Heinz lernte nicht nur den Beruf des Großvaters, sondern ließ sich auch zwischen 1925 und 1929 am Leipziger Konservatorium am Klavier und in Komposition ausbilden.

Diese fruchtbare Lebensphase, in der Erhardt auch seine Frau Gilda Zanetti kennenlernte, schlug sich in einer Reihe von rund 40 Kompositionen für Klavier sowie einer „Eingroschenoper“ nieder. Erhardt als seriöser Komponist? Das konnten auch seine Kinder kaum glauben, als sie beim Entrümpeln des Elternhauses das musikalische Frühwerk des Vaters in einer Kiste entdeckten.

Die japanische Konzertpianistin Chie Ishii, Pianistin, Komponistin und E-Bassistin in einer Coverband, traf wenig später Erhardts Tochter Marita. Die trat an die Pianistin mit der Bitte heran, die Musik des Vaters einmal vorzuspielen. Ishii kam der Bitte nach - und staunte selbst

über das verwegen romantische Repertoire. Die Pianistin, die seit 18 Jahren in Deutschland lebt, kannte Erhardt bis dahin noch nicht. Und wurde durch seine Musik zum glühenden Fan.

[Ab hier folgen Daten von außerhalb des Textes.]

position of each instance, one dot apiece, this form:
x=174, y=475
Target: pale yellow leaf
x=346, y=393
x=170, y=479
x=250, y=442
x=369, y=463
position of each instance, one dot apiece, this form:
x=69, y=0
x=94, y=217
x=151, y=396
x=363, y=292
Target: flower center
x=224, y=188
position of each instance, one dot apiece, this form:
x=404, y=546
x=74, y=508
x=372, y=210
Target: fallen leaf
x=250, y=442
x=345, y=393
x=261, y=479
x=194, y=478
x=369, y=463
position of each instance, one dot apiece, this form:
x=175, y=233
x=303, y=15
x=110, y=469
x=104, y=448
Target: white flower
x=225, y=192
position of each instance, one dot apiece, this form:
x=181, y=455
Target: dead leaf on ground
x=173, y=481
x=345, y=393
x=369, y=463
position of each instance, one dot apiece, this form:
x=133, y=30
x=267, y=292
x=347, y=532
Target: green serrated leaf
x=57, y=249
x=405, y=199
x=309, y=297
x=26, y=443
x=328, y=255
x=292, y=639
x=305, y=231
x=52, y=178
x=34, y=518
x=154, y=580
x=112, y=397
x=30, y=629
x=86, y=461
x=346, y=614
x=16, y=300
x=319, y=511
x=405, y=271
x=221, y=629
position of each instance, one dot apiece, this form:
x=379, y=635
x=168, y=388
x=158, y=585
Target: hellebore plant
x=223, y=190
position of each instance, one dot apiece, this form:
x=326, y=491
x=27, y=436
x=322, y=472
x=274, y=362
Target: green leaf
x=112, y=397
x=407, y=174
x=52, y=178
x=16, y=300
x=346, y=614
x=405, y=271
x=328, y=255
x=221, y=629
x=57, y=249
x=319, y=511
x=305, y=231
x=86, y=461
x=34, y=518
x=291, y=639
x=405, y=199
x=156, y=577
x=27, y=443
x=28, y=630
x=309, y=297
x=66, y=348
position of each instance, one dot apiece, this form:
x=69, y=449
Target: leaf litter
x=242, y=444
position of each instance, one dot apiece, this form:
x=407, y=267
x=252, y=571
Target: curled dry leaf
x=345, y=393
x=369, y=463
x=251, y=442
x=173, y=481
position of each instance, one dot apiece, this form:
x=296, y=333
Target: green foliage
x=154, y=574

Für die „Berliner Philharmonie“ konzipierte sie einen kompletten „Heinz Erhardt-Abend“ mit den Klavierstücken und Gedichten. Das Programm kam auch als Gastspiel im Neu-Ulmer AuGuS-Theater gut an. Zwar neigte Ishii dazu, die an und für sich doch eher leichtfüßigen, an Offenbach, Strauss und den heiteren Tschaikowski erinnernden Klavierpreziosen mit hartem Anschlag etwas zu ernst zu fassen. Doch ihr Vortrag verschränkte sich bemerkenswert zu einem Lebensbild des Humoristen, der eben mehr war als ein „Spaßmacher“.

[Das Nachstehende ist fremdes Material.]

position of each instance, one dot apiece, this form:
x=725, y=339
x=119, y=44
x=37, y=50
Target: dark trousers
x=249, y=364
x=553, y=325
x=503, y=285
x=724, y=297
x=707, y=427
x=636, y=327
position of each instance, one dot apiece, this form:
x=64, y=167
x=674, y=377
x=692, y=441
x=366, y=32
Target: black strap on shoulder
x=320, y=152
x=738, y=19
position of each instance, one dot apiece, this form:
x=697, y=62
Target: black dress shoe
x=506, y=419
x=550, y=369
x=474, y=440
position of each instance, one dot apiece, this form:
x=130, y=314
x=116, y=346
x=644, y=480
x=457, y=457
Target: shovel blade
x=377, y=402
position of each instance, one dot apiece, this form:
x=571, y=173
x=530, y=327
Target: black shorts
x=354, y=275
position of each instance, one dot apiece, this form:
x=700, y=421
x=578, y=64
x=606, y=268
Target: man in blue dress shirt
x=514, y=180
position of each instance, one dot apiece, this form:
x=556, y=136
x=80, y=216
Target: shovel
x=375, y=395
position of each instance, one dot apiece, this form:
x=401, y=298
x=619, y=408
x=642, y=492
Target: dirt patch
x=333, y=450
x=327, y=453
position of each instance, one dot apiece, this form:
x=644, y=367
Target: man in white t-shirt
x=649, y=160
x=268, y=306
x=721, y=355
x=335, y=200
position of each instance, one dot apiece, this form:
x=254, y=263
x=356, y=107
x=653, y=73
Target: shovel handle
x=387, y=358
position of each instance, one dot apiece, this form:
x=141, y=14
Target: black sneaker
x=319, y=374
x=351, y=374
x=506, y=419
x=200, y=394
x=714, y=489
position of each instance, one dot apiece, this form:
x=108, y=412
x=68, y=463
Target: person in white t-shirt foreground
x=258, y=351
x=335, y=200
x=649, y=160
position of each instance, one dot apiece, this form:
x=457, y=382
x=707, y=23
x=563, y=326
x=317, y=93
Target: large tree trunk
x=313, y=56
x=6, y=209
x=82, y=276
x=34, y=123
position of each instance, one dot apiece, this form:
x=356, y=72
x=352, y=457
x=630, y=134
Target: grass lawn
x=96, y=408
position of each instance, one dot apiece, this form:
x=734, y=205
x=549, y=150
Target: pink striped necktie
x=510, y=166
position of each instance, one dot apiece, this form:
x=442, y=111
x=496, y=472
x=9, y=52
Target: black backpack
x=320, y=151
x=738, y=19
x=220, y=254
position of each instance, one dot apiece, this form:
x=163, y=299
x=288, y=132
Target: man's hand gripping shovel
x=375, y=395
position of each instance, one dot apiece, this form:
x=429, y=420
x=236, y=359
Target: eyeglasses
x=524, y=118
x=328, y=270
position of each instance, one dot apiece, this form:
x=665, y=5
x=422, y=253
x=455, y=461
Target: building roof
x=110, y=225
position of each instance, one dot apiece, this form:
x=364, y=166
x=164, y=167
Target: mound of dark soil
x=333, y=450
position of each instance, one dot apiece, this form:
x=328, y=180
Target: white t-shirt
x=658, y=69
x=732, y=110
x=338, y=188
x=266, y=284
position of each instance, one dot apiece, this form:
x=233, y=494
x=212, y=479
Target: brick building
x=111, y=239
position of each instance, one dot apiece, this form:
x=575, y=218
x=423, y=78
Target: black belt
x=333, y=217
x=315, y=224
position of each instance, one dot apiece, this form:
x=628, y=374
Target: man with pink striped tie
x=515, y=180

Spätromantik mit Tonideen aus Jazz und Musical

Seine Musik atmet den Geist der Spätromantik, verfällt allerdings selten ins Plakative, sondern mischt sich durchaus gekonnt auch mit damals modernen Tonideen, etwa aus Jazz und Musical. Erhards „Preludes“ sind, so Ishii, wie seine vierzeiligen Gedichte: kurz, knapp und unwiderstehlich. Und für einen Moment wird die Frage greifbar: Würden wir uns unter anderen Umständen womöglich nicht den Humoristen, sondern an den Komponisten Erhardt erinnern?

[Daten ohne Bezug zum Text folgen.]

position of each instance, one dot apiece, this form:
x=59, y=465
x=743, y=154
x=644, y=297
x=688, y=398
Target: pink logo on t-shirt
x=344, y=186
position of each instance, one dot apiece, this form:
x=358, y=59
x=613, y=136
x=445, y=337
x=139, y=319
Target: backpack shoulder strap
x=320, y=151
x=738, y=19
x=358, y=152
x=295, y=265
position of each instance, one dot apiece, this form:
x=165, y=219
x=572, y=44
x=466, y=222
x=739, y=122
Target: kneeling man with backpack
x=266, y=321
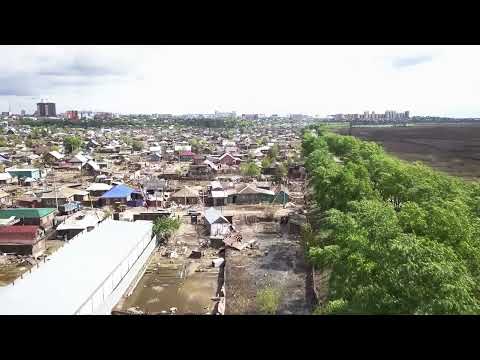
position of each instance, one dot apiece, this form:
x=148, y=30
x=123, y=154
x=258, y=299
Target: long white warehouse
x=88, y=275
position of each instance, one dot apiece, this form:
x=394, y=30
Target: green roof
x=25, y=212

Das verstand Ishii mit dem wahren Herz eines Fans zu vermitteln, auch für Erhardt-„Neulinge“. Ein echtes Highlight war dabei auch der Umstand, dass Ishii weder im Gedichtvortrag noch bei der Musik eine Gedächtnisstütze benötigte: Als glühende Verehrerin des Humoristen und (bislang unbekannten) Musikers Erhardt konnte Ishii jede Zeile, jede Note auswendig. Chapeau!